Think of it as a massive experiment in mind control. "Reality sucks," a computer scientist with a master's degree who can find only short-term, benefit-free contract jobs told me. But you can't change reality, at least not in any easy and obvious way. You could join a social movement working to create an adequate safety net or to bring about more humane corporate policies, but those efforts might take a lifetime. For now, you can only change your perception of reality, from negative and bitter to positive and accepting. This was the corporate world's great gift to it's laid-ff employees and the overworked survivors--positive thinking.

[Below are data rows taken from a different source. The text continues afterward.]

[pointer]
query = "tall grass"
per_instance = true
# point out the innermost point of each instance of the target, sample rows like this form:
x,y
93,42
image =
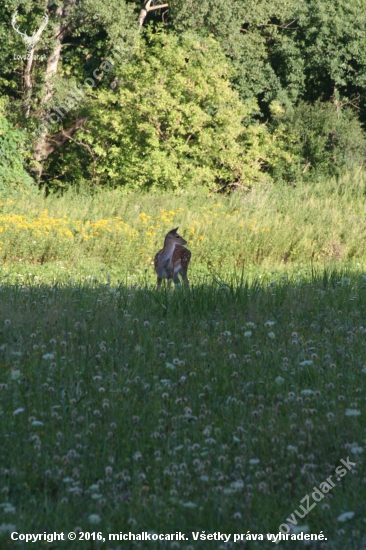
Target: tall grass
x,y
214,409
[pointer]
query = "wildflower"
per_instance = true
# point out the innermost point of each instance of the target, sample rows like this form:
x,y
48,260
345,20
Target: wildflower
x,y
356,449
345,516
94,519
352,412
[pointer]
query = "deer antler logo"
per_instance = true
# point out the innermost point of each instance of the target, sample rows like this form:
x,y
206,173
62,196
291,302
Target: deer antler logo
x,y
30,41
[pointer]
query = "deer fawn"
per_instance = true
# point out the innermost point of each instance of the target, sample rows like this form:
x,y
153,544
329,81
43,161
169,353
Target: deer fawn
x,y
172,260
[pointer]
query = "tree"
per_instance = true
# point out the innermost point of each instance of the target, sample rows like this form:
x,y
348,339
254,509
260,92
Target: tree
x,y
175,121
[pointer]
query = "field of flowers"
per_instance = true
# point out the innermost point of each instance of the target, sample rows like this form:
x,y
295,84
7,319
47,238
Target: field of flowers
x,y
223,408
218,409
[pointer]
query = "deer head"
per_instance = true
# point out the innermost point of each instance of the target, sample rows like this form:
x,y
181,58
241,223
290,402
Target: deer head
x,y
30,41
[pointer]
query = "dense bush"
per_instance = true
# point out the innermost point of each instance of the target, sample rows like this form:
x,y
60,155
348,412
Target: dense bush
x,y
12,156
321,139
175,121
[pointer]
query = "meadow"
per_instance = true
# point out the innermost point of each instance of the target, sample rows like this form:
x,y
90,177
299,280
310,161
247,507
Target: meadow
x,y
214,409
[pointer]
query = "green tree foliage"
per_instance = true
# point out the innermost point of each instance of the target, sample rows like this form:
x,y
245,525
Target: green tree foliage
x,y
285,50
13,156
175,121
305,58
320,139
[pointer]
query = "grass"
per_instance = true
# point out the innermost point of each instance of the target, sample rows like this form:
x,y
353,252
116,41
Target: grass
x,y
216,409
322,222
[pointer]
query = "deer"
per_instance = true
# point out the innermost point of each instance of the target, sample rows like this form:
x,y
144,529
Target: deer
x,y
172,260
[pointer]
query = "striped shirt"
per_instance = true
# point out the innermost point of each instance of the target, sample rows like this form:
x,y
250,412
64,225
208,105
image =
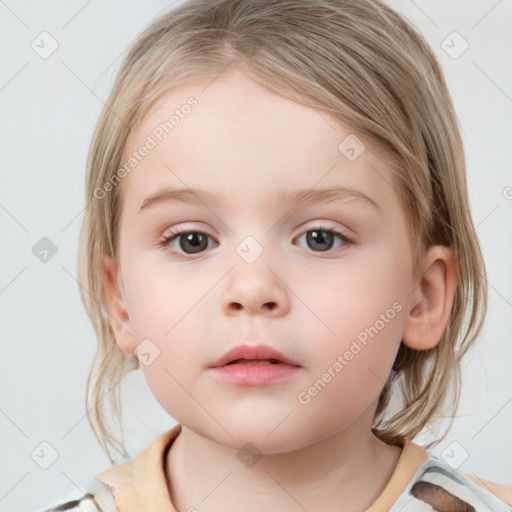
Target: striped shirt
x,y
421,482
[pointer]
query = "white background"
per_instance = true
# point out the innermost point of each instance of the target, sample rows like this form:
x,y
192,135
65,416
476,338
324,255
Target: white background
x,y
48,110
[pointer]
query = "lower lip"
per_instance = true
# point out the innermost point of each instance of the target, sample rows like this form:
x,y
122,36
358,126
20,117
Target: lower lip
x,y
255,374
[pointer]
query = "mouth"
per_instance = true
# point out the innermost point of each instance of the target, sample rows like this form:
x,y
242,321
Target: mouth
x,y
255,361
246,354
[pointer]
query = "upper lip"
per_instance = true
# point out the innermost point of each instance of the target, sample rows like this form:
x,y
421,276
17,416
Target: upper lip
x,y
252,352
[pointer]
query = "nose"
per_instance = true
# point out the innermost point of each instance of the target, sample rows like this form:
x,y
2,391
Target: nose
x,y
256,289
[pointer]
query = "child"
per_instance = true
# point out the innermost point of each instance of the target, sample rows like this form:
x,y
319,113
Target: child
x,y
309,152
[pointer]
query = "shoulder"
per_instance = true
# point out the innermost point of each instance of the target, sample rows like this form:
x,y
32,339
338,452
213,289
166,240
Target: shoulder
x,y
98,498
438,485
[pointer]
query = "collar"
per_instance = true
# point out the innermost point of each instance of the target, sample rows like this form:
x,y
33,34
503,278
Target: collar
x,y
140,485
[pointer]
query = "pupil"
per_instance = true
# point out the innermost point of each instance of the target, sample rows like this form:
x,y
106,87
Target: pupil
x,y
197,242
320,239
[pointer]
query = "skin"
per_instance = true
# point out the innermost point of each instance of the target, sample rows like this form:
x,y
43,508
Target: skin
x,y
244,144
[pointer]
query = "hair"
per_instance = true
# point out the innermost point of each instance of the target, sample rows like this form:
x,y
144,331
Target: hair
x,y
370,69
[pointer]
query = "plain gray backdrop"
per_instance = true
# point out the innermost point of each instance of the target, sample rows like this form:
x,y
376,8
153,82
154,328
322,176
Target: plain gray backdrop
x,y
49,105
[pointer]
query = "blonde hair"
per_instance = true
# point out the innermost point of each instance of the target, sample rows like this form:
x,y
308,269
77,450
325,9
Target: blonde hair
x,y
369,68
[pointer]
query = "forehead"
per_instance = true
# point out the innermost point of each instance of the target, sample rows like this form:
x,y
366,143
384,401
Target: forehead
x,y
233,132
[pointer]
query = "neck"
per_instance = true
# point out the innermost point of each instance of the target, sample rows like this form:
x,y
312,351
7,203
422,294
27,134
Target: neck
x,y
347,470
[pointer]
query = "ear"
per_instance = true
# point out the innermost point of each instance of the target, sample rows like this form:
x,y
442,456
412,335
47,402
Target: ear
x,y
430,302
116,307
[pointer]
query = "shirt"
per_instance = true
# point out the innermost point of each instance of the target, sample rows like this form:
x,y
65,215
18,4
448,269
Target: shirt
x,y
421,482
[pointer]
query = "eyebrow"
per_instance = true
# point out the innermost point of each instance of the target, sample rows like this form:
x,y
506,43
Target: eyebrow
x,y
302,196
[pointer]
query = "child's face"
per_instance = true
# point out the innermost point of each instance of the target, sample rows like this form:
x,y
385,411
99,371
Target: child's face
x,y
339,308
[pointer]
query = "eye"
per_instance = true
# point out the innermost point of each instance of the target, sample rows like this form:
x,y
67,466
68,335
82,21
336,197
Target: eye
x,y
322,239
182,243
190,242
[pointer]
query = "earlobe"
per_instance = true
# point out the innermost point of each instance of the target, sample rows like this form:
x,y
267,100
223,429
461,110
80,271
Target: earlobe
x,y
116,308
430,302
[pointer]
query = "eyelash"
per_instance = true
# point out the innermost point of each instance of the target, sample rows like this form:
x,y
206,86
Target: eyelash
x,y
175,233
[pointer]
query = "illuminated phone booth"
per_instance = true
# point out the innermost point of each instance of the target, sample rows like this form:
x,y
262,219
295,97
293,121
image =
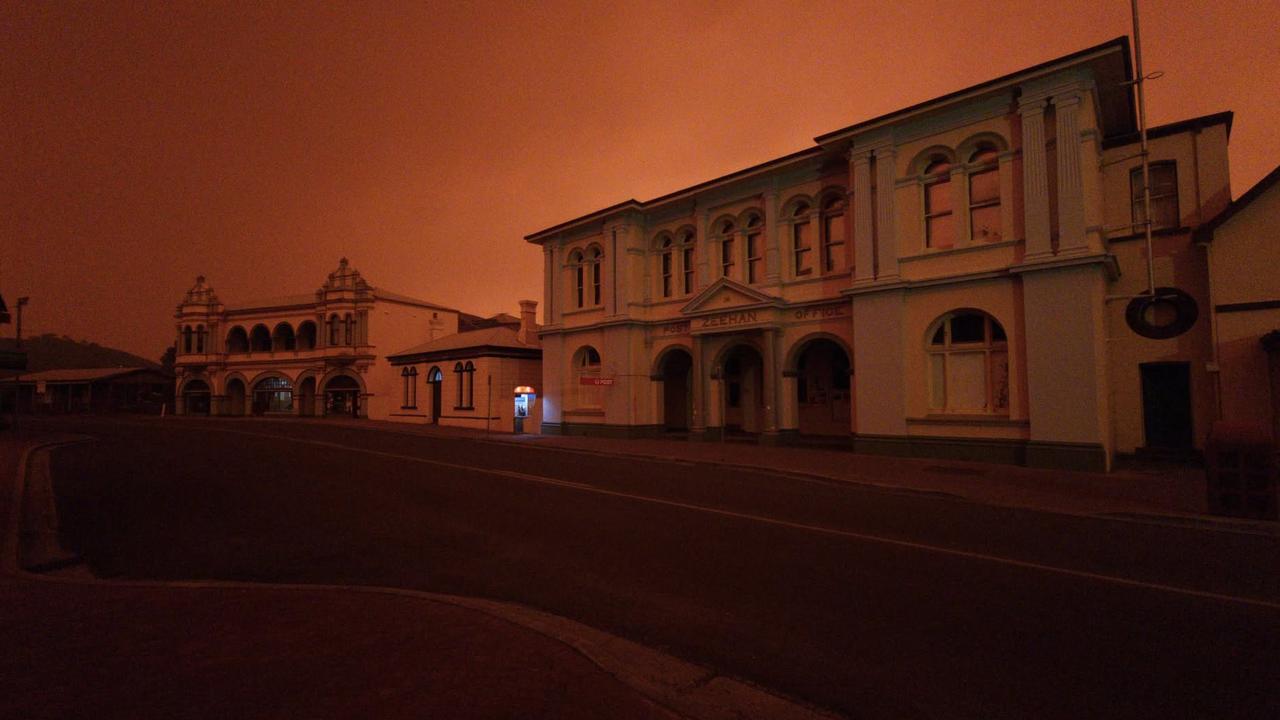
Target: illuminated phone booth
x,y
525,414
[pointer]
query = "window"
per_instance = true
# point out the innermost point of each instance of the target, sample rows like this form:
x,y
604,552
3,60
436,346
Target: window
x,y
801,242
686,261
938,228
726,232
968,364
586,365
754,250
833,235
595,256
575,261
408,377
667,267
984,195
458,376
333,329
1164,196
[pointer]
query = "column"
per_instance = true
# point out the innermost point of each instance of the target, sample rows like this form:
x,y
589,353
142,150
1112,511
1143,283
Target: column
x,y
772,237
1070,191
1034,180
864,220
771,381
549,285
703,254
885,218
698,428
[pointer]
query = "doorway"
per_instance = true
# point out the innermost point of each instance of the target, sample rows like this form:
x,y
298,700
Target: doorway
x,y
677,408
1166,405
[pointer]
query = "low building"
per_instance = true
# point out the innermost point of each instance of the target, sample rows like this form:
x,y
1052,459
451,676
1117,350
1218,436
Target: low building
x,y
1243,250
485,377
318,354
967,277
97,390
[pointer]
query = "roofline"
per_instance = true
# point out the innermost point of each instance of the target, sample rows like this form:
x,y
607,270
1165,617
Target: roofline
x,y
1120,44
1225,117
1205,233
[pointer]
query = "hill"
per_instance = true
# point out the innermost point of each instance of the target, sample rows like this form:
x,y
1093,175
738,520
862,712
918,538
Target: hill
x,y
50,352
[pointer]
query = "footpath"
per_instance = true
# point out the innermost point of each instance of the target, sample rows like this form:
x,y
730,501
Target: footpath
x,y
1157,492
83,647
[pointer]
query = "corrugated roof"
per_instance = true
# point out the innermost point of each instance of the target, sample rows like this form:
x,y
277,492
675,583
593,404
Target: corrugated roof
x,y
501,336
80,374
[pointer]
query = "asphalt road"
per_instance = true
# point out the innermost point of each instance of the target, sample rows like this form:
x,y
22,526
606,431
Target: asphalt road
x,y
872,604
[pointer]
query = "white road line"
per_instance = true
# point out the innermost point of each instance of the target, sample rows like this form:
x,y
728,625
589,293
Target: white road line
x,y
979,556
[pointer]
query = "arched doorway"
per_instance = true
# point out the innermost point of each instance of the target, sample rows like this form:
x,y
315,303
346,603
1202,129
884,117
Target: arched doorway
x,y
677,377
236,396
273,395
743,390
437,379
307,397
195,397
823,388
342,396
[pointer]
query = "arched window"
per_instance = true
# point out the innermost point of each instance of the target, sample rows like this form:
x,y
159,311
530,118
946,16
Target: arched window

Companies brought in motivational speakers for an ever growing number of corporate meetings. Whatever else goes on at these meetings--the presentation of awards, the introduction of new executives--the "entertainment" is usually provided by motivational speakers. As Vicki Sullivan, who follows the market for such speakers, said, corporations are the "sugar daddies" of the motivational speaking industry. "At some point," she told me in an interview, employers realized it was not enough to expose people to familar positive-thinking nostrums like "Don't read newspapers or talk to negative people." Instead she said, "What they've learned is that you have to go beyond that, as change happens faster and faster. You have to use motivational speakers to help people hang in there."
...The burgeoning genre of business self-help books provided another way to get white-collar workers to adapt to downsizing. Of these, the classic of downsizing propaganda was Who Moved My Cheese?, which has sold ten million copies, in no small part due to companies that bought it in bulk for their employees. Perhaps in recognition of the fact that it would fall into the hands of many reluctant readers, it's a tiny volume, only ninety-four pages of large print, offering the kind of fable appropriate to a children's book. Two little maze-dwelling, cheese-eating people named Hem and Haw--for the human tendency to think and reflect--arrive at their "Cheese Station" one day to find that the cheese is gone. The "Littlepeople" waste time ranting and raving "at the injustice of it all," as the book's title suggests. But there are also two mice in the maze, who scurry off without hesitation to locate an alternative cheese source, because, being rodents, they "kept life simple. They didn't overanalyze or overcomplicate things."
Finally the little humans learn from the mice that they may have to adapt to a new cheese. Haw uses what amounts to the law of attraction to find it: he starts to "paint a picture in his mind... in great realistic detail, [of himself] sitting in the middle of a pile of all his favorite cheeses--from Cheddar to Brie!" Instead of resenting the loss of his old cheese, he realizes, more positively, that "change could lead to something better" and is soon snacking on a "delicious" new cheese. Lesson for victims of layoffs: the dangerous human tendencies to "overanalyze" and complian must be overcome for a more rodentlike approach to life. When you lose a job, just shut up and scamper along to the next one.
...By and large, America's white-collar corporate workforce drank the Kool-aid, as the expression goes, and accepted positive thinking as a substitute for their former affluence and security. They did not take to the streets, shift their political allegiance in large numbers, or show up at work with automatic weapons in hand. As one laid-off executive told me with quiet pride, "I've gotten over my negative feelings, which were so dysfunctional." Positive thinking promised them a sense of control in a world where the "cheese" was always moving. They may have had less and less power to chart their own futures, but they had been given a worldview--a belief system, almost a religion--that claimed they were in fact infinitely powerful, if only they could master their own minds.